“The Three P’s” of Hand-Lettering

Caroline Winegeart over at Hand-Lettering for Beginners has proven to be a great source of information on my journey, and she is super organized! I stumbled across her blog and was excited to see that she had a post on getting started where she mentioned “The Three P’s” of hand-lettering. These are:

  1. Pay Attention
  2. Process
  3. Practice

What she means by this is, first of all, you must pay attention to fonts and writing around you. There is no one set font that must be used for hand-lettering; it’s about your own unique style. However, a lot of hand-lettering is inspired by the larger community, and it’s a good idea to become familiar with different styles.
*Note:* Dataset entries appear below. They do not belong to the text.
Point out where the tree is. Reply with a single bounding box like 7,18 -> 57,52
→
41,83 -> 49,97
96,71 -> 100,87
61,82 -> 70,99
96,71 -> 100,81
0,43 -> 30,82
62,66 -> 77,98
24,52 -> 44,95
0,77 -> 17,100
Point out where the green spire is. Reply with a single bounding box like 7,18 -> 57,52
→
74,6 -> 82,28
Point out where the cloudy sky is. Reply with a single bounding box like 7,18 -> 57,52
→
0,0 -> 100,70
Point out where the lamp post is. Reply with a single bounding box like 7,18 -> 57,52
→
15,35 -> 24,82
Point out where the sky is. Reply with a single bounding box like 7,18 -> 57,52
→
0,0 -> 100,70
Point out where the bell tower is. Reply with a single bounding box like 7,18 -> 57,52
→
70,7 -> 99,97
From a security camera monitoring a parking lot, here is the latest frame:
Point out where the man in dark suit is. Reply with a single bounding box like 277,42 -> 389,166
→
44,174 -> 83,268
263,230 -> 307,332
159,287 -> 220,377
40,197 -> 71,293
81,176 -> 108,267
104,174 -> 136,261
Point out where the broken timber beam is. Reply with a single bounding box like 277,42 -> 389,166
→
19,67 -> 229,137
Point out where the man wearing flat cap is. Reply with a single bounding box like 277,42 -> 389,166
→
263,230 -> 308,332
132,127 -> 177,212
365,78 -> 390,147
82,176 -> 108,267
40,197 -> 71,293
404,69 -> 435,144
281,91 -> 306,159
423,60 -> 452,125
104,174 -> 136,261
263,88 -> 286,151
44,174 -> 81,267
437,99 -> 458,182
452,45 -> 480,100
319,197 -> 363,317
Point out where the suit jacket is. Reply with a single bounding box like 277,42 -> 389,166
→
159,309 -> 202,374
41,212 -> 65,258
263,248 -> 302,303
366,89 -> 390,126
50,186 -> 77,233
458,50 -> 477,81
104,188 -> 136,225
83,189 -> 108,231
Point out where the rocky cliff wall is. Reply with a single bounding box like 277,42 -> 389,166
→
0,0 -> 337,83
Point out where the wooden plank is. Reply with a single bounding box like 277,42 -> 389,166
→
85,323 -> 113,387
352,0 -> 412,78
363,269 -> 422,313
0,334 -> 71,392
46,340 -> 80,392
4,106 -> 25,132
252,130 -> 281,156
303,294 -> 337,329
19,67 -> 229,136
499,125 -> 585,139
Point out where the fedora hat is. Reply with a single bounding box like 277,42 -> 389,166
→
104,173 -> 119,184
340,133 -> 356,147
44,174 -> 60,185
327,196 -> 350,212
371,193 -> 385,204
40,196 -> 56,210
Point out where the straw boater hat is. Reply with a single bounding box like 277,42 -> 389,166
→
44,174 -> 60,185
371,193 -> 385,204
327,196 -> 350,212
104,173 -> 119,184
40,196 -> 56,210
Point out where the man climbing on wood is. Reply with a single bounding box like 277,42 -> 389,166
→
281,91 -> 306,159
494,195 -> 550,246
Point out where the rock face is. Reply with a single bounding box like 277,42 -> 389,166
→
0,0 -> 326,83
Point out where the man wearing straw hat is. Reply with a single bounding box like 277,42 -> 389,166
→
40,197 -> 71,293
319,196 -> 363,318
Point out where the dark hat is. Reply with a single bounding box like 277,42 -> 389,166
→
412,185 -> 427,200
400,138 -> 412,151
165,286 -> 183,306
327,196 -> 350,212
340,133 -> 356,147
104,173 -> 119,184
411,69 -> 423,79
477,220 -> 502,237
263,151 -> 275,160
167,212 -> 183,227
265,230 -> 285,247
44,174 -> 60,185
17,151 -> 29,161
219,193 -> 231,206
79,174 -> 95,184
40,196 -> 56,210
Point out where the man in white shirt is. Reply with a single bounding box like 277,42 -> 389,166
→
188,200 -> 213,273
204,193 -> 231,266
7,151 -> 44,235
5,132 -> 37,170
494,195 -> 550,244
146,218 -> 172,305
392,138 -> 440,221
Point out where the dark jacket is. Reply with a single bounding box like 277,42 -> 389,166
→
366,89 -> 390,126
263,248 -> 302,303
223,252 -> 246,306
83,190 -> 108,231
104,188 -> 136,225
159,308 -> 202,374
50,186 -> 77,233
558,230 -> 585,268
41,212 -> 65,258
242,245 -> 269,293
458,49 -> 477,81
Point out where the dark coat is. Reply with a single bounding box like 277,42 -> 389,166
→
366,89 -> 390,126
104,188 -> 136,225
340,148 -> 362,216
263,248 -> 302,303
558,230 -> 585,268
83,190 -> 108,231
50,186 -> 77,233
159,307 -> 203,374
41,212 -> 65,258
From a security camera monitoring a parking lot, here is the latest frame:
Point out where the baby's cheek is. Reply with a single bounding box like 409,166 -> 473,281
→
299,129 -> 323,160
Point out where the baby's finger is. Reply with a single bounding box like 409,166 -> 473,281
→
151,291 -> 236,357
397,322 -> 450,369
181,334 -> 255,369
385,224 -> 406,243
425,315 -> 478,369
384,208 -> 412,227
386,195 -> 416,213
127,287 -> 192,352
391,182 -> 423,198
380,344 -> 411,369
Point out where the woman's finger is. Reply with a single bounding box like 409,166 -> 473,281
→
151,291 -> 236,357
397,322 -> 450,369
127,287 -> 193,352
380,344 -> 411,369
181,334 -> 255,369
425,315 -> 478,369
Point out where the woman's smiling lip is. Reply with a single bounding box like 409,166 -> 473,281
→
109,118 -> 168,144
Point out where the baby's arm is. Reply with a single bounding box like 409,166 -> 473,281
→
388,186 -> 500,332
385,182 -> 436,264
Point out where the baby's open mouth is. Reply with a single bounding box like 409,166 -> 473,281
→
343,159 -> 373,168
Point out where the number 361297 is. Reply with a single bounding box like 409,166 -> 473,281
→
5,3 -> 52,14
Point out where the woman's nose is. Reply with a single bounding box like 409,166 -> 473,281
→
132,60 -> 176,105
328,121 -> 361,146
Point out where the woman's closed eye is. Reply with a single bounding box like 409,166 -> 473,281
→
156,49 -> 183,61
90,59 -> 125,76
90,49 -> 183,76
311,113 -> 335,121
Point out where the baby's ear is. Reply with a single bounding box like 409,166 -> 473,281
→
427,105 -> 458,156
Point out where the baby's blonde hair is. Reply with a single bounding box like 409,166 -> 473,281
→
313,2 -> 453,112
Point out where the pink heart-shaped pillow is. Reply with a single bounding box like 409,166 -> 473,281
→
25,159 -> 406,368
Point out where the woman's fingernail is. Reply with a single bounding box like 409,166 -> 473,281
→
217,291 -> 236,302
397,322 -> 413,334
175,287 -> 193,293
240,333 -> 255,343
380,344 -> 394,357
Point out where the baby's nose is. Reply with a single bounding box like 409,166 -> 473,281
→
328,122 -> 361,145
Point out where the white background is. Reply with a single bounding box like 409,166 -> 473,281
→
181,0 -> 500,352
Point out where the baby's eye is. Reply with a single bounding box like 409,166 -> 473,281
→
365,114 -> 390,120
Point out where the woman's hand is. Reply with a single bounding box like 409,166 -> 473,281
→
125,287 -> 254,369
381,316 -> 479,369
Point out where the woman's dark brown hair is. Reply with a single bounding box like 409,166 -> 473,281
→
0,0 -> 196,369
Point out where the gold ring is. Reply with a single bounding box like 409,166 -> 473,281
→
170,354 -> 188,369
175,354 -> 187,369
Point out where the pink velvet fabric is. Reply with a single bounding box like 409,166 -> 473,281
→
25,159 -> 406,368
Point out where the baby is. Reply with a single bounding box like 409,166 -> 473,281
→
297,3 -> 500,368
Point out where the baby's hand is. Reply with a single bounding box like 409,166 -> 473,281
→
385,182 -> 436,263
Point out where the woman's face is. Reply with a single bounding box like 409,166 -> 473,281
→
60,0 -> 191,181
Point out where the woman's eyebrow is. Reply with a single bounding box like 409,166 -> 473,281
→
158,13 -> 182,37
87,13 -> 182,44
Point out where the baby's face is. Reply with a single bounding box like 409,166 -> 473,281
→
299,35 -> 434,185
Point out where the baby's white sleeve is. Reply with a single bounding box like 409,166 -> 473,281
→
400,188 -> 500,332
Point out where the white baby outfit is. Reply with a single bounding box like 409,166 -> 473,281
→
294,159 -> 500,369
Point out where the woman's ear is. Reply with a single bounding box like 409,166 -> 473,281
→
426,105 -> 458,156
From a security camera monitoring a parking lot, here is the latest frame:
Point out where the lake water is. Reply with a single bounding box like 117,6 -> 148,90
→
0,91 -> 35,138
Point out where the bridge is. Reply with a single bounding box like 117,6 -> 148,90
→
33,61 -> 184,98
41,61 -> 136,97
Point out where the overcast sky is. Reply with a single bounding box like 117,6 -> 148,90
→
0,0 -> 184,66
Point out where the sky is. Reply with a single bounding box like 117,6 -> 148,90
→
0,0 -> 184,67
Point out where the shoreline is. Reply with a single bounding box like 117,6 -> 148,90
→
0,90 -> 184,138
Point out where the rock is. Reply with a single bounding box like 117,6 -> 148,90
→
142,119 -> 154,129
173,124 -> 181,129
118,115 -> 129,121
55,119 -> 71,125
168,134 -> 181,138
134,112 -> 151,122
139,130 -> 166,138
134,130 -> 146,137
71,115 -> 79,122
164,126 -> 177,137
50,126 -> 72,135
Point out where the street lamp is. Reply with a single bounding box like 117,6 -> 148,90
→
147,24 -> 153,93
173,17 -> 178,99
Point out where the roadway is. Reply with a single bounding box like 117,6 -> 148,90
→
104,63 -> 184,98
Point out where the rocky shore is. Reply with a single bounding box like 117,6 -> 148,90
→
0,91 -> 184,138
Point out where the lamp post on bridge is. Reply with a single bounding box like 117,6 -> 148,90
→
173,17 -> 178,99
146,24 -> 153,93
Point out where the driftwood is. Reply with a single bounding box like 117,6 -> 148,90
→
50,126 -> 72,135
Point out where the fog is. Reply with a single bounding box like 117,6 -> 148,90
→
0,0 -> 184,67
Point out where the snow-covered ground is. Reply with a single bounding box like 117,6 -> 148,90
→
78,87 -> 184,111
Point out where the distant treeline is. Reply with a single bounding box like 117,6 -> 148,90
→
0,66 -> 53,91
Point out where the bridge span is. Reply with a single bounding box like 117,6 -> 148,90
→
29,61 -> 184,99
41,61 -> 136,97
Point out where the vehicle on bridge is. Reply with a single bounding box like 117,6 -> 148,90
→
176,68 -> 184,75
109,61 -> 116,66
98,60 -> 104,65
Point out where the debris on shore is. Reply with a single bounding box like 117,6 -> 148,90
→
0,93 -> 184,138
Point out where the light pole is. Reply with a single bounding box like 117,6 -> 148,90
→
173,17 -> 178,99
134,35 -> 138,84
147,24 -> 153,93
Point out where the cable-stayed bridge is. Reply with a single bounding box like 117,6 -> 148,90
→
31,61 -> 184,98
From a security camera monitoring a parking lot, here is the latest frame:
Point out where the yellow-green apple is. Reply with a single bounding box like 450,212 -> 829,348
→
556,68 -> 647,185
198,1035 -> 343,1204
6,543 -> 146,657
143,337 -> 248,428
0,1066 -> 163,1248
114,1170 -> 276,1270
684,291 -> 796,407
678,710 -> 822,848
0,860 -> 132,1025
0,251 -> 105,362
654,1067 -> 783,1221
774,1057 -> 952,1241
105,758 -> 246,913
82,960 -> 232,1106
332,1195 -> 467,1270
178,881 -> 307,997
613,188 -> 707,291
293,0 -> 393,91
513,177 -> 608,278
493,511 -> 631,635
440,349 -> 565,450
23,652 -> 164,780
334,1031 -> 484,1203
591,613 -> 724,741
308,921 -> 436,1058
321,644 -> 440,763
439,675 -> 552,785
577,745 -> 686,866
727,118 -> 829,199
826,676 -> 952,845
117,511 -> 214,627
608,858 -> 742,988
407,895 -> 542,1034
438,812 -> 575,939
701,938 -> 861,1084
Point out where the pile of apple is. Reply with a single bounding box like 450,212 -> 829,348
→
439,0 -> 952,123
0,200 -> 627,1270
Secondly, take your time. This is not a skill that can be learned overnight. It’s okay to make mistakes, and try things differently!

Lastly, as with most skills, practice makes perfect. It’s a good idea to try out different styles and practice with different tools and methods.

To start off, I am using a few different writing tools. These include Zebra MildlinersPaperMate Flair pens, and double-ended markers from Buffalo. I’m using this Piccadilly sketchbook to practice in; the paper is really good for practicing using different mediums.


One of the tips I’ve learned from Hand-Lettering for Beginners is trying to make the downstrokes thicker, which can be done by either using more pressure, or by thickening the downstrokes after writing out the words. To start this journey, I decided to try my hand at writing out the concept I’m trying to instill in my brain: The Three P’s! I wrote out the title with a black marker, and then thickened the downstrokes using a purple marker for contrast. For the actual points, I tried to use the purple marker only, and I tried putting more pressure on the downstrokes. I don’t really see too much of a difference, but that could be because of the marker I used. I think I much prefer the “thicken-after-drawing” method. Something I would want to focus on for the future is making sure my thickening is even throughout so that the letters look more uniform.


I’d love any comments, feedback, or suggestions! Thanks for reading.


Learning Project: Hand-Lettering

For my learning project, I’ve decided to try my hand (ha!) at modern calligraphy. This is sometimes called hand-lettering or brush-lettering. I was intrigued by this because I started bullet journaling last year and I want to make mine look a little more fancy.

To do this, I will mostly be using instagram and youtube — the bullet journaling and hand-lettering communities are very active on these platforms, and there are countless videos to choose from.

As well, I discovered a website called Skillshare, which offers free (and paid) only classes and tutorials on just about anything. I found a few different hand-lettering teachers on there that I will look into.